Pablo Eisenberg is a leading scholar and advocate for greater accountability and commitment by philanthropy in the United States to the poor, people of color and social justice issues. As Robert Jaquay, associate director of the George Gund Foundation, has observed of Pablo, "His influence is attributable in no small part to his great talent for writing and public speaking. From his basic theme of social change from the bottom up, Eisenberg has woven dozens of variations – functioning as a trenchant, polemical commentator on America’s nonprofit sector, philanthropy and the community development movement. Both tongue and pen have been purposefully pointed in order to provoke critical examination of and by those in the nonprofit world." Stacy Palmer of the Chronicle of Philanthropy has described Pablo as "one of the most influential and outspoken voices in philanthropy."

[edit] Biography

Pablo Eisenberg was born on July 1, 1932 in Paris, France. He came to the United States at age 7 in 1939 and grew up in New Jersey.

He is currently a Senior Fellow at the Georgetown University's Public Policy Institute. Prior to his coming to Georgetown in January 1999, he served for 23 years as Executive Director of the Center for Community Change, a national technical assistance and advocacy organization working with low income and minority organizations and constituencies throughout the country.

Pablo served two years in the U.S. Army and over three years in Africa as a foreign service officer with the U.S. Information Agency.
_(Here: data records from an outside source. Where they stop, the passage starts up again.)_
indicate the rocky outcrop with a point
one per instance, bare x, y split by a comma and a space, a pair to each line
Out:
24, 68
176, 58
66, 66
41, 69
He then spent two years as Program Director of Operation Crossroads Africa before going to work as Director of Pennsylvania Operations for the Office of Economic Opportunity (OEO) in Washington, D.C. He subsequently became Deputy Director of the Research and Demonstration division at the Office of Economic Opportunity. After leaving OEO, he served as Deputy Director for field operations at the National Urban Coalition. After almost five years with the Coalition, he worked as a freelance consultant for a variety of nonprofit organizations and foundations.

Pablo has published many articles and chapters of books and has been a regular columnist for The Chronicle of Philanthropy for the past seventeen years. His book, Challenges for Nonprofits and Philanthropy: The Courage to Change, was published by the New England Press and Tufts University in December 2004. In 2003 he wrote, with Christine Ahn and and Channapha Khamsvongsa, the hard-hitting report, Foundation Trustee Fees: Use and Abuse (Washington, D.C.: Georgetown Public Policy Institute, Center for Public and Nonprofit Leadership, September 2003).

He is a founder of Committee of the National Committee for Responsive Philanthropy and is President of Friends of VISTA. He serves on the boards of Youth Today, Eureka Communities, the Milton Eisenhower Foundation, ICChange and the University College of Citizenship and Public Service at Tufts University. In addition, he is a trustee of Citizen Funds, a socially responsible mutual fund.

Pablo is a graduate of both Princeton University and Merton College, Oxford University, where he earned a BA and a B.Litt, respectively. He received a German Marshall Fund fellowship in 1989 to study the nonprofit sectors in Great Britain, Holland and France. He was a nationally ranked tennis player and was captain of both the Princeton and Oxford tennis teams. He was a visiting professor at both the University of Notre Dame and New Orleans University.

He is the recipient of the 1989 award for Outstanding Achievement in Public Service from the Alliance for Justice; the Weston Howland Jr. Award for Distinguished National Leadership from Tufts University; a Lifetime Achievement Award in 1997 by the National Society of Fundraising Executives; and the 1998 John Gardner Leadership Award sponsored by Independent Sector. In June 2004, he received an honorary Doctor of Laws degree from Princeton University.